Speaking for the Old Growth
Famed tree botanist Diana Beresford-Kroeger has a tough message for BC Premier John Horgan.
The world recognized tree botanist, biochemist and bestselling author Diana Beresford-Kroeger is angry.
“I’m furious actually,” she says over the phone from her home in Merrickville, Ontario.
“In this day and age I am furious that they are logging the last old-growth forests during a pandemic. It is sneaky.”
She squarely directs the bulk of her considerable wrath against the British Columbia government of Premier John Horgan.
“The whole idea of a democracy is to look after the whole,” she says.
And she thinks that fine idea has been undermined by Horgan’s commitment to the industrial logging of the province’s last remaining giant trees.
And all to take advantage of rising prices during a pandemic.
“It is so underhanded. It’s like watching a plumber perform brain surgery,” she adds with a ladle of Irish wrath.

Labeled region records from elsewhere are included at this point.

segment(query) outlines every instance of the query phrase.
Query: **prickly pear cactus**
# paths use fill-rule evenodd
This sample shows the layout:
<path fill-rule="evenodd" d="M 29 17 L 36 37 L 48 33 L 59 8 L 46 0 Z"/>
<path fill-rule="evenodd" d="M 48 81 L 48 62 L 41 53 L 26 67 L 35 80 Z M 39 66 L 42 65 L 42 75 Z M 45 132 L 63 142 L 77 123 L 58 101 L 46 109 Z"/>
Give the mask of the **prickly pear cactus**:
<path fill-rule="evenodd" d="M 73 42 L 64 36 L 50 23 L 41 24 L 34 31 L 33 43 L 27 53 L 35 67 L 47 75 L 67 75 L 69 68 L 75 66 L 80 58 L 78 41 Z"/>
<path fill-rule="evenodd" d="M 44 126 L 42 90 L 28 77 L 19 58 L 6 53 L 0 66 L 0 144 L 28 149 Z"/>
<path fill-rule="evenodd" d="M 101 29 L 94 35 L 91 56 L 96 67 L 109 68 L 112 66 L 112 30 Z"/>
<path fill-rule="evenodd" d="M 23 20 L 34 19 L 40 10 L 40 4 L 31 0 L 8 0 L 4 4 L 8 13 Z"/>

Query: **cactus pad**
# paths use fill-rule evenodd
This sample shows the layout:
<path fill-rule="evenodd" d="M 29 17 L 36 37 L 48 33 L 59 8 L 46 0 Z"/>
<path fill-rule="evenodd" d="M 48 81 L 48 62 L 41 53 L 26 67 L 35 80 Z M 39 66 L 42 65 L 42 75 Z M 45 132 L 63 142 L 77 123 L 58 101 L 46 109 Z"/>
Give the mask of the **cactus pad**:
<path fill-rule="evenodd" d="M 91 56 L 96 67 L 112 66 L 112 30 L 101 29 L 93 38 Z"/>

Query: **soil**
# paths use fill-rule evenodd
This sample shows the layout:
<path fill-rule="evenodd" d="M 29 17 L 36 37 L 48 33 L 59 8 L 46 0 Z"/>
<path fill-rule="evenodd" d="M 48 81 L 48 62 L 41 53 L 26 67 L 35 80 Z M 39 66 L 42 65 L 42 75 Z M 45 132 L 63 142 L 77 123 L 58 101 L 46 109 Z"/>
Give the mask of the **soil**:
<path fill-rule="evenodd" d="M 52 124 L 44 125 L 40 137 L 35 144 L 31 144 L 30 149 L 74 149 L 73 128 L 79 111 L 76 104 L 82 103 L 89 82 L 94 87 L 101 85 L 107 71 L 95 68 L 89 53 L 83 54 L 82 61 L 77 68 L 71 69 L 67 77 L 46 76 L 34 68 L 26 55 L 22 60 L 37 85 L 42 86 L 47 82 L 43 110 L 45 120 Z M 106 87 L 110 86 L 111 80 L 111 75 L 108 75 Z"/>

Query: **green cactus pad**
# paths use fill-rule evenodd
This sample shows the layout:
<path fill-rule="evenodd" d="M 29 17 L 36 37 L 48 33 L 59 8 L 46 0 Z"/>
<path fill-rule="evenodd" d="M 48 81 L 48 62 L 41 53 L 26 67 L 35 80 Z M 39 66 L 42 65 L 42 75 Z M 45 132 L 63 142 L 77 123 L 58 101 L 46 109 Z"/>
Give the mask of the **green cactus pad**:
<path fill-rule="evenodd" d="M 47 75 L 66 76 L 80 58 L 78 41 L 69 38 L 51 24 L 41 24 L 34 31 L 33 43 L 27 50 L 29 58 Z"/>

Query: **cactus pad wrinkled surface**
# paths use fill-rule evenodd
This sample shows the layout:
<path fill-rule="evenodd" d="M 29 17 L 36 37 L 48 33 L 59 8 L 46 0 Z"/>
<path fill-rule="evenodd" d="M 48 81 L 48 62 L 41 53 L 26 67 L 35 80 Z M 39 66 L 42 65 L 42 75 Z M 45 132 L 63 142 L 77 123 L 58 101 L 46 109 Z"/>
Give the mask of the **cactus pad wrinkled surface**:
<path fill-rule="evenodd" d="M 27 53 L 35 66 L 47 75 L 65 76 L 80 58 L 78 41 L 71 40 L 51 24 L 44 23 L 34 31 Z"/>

“The liquidation of B.C.’s ancient forests and their rare genetic richness, represents a direct assault on Indigenous people and their ability to survive,” she argues. “It is a form of mass murder.”
Beresford-Kroeger knows a thing or two about colonialism. Orphaned at an early age, she just barely escaped the clutches of Ireland’s dreaded Magdalene Laundries, brutal residential schools for orphans, unwed mothers and prostitutes.
Raised by traditional Celts in the old ways and Brehon Laws, she learned how England’s colonialism systematically robbed the Irish of their language, customs and, yes, their once great forests.
Ireland once had magnificent forests but the patriarchs of the British Empire played a powerful role in their destruction, all for money.